New START committed the U.S. and Russia to cut in half their number of missile launchers and limited deployable nuclear warheads to 1,550 for each side. It followed Obama’s much-touted pledge during an April 2009 speech in Prague to “take concrete steps toward a world without nuclear weapons.”
Since then, Congress has funded a $7.6 billion life extension program for the B-61 gravity bomb, slated for completion in 2025, while beginning work on the $55 billion B-21 strategic bomber project (slated to join the fleet starting in 2026) and the $109 billion Columbia-class ballistic missile submarine program (first deployment expected in 2031).
The nonproliferation groups have focused their fire on the Ground Based Strategic Deterrent, a new ICBM to replace the 400 aged Minuteman III missiles. The program, launched last year, is expected to cost more than $100 billion.

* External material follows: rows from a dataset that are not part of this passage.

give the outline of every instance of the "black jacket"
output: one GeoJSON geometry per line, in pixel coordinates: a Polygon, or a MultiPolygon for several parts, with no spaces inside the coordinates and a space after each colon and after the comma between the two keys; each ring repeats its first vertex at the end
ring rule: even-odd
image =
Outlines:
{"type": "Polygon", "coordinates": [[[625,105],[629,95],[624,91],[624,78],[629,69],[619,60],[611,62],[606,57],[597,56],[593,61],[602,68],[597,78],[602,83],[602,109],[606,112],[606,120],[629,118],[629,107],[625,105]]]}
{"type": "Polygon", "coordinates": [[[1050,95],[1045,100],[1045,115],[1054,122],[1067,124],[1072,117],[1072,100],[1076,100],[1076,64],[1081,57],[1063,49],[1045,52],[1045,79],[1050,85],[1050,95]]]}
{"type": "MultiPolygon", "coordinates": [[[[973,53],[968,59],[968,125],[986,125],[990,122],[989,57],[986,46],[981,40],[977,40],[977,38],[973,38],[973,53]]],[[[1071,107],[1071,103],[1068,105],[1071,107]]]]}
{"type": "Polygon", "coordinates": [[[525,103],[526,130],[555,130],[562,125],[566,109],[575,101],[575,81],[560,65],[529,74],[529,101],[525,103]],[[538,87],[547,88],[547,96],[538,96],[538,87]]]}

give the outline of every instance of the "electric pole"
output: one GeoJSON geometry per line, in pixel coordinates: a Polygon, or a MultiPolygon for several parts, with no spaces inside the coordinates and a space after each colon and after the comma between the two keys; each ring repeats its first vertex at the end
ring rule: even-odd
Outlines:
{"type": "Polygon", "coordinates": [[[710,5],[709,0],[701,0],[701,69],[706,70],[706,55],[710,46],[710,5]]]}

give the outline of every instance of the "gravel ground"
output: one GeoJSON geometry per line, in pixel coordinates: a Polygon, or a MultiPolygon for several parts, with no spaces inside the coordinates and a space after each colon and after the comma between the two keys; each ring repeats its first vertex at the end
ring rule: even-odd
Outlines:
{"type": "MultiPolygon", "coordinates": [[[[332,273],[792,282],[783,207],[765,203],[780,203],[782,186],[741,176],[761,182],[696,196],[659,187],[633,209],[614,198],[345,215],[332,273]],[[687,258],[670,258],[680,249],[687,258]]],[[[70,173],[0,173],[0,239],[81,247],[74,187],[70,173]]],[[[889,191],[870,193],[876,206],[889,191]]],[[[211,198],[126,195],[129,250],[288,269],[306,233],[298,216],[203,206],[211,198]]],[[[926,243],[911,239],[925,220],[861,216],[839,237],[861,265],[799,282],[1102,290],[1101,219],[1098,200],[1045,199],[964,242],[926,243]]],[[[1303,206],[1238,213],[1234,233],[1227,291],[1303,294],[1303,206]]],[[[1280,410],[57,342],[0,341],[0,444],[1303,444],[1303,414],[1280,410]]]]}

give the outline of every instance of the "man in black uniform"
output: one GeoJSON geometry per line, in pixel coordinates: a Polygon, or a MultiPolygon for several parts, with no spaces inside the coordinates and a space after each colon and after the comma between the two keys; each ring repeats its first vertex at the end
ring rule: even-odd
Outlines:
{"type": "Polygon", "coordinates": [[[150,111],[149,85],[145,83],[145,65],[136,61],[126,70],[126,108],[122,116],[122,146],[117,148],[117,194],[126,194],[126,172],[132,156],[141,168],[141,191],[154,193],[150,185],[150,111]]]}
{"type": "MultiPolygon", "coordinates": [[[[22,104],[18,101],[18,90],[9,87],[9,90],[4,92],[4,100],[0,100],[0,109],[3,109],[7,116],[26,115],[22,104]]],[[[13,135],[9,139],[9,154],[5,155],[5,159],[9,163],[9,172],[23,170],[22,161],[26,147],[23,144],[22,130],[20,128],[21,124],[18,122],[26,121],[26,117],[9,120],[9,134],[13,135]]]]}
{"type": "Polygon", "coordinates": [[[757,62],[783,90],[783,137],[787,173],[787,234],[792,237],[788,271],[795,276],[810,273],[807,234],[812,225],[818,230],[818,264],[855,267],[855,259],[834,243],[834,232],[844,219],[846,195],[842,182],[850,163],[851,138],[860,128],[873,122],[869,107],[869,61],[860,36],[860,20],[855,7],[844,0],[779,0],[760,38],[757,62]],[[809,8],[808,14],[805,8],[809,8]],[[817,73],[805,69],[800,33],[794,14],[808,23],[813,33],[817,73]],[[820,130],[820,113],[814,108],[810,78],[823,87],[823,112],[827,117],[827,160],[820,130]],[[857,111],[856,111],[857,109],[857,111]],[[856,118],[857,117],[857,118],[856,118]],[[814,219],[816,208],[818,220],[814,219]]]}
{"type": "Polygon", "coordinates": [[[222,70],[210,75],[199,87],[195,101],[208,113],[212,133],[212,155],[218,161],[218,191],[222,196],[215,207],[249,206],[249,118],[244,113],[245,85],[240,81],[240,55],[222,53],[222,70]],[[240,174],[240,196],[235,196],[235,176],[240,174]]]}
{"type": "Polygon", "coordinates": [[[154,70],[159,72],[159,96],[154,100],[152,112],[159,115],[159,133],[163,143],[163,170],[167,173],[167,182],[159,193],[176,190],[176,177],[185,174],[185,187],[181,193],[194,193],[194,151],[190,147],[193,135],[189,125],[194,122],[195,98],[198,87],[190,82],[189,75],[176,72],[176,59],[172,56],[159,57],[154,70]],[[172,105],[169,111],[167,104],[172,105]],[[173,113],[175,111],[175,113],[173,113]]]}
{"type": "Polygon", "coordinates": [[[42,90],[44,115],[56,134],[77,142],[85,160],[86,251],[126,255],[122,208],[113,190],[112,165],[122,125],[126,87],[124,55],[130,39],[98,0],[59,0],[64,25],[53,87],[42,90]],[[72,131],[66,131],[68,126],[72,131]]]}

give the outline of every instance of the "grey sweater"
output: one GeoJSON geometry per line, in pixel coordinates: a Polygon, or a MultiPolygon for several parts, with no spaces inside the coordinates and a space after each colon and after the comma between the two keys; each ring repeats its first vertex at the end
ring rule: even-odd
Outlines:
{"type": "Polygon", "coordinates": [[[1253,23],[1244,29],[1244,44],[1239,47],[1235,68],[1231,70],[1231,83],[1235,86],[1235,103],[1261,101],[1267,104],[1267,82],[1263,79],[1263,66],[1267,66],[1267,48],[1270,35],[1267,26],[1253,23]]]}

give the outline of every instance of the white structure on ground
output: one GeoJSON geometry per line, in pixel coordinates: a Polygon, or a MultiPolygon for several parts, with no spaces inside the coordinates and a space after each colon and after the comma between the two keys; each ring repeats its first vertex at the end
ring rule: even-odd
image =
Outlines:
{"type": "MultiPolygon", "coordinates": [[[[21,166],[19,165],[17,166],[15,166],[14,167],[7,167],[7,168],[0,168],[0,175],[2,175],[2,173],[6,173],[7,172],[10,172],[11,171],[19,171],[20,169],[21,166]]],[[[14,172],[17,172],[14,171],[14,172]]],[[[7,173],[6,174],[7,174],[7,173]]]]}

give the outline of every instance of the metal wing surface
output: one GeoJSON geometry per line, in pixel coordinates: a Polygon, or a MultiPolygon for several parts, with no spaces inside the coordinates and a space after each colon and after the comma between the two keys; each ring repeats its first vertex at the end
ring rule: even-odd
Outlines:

In a commentary for Defense News earlier this month, Reif, with the Arms Control Association, proposed freezing spending on the new ICBM until the Biden administration can complete its planned Nuclear Posture Review.
“The Pentagon has not sufficiently examined the availability of less expensive alternatives to buying a new ICBM system,” Reif said.
Those alternatives include refurbishing the Minuteman III missiles to last another 25 years, and negotiating with the Russians to reduce the overall number.
Rep. Don Bacon, R-Neb., said protecting nuclear spending has been his top priority in recent years. He’s against trying to squeeze more life out of the Minuteman arsenal.
“It’s impossible. They’re 50 years old,” Bacon said. “They’re at the end of their life.”
In Congress, he said, the progressive wing has about 90 votes — not enough to impose major changes on the military budget, such as the 10% cut some of its members favor.
“We’ve had over half of the Democrats voting with the Republicans to maintain the triad,” Bacon said. “I think we’ve won that debate.”
That doesn’t necessarily mean that the argument is over.
“Why would Russia or China deliberately launch a bolt-from-the-blue nuclear first strike against U.S. ICBM fields if ... this would assure their own annihilation?” asked Kimball, of the Arms Control Association, in his recent article.
StratCom’s Richard said the command’s job is to worry about such remote threats.
“We cannot dismiss or ignore events that currently appear unlikely but, should they occur, would have catastrophic consequences,” he said.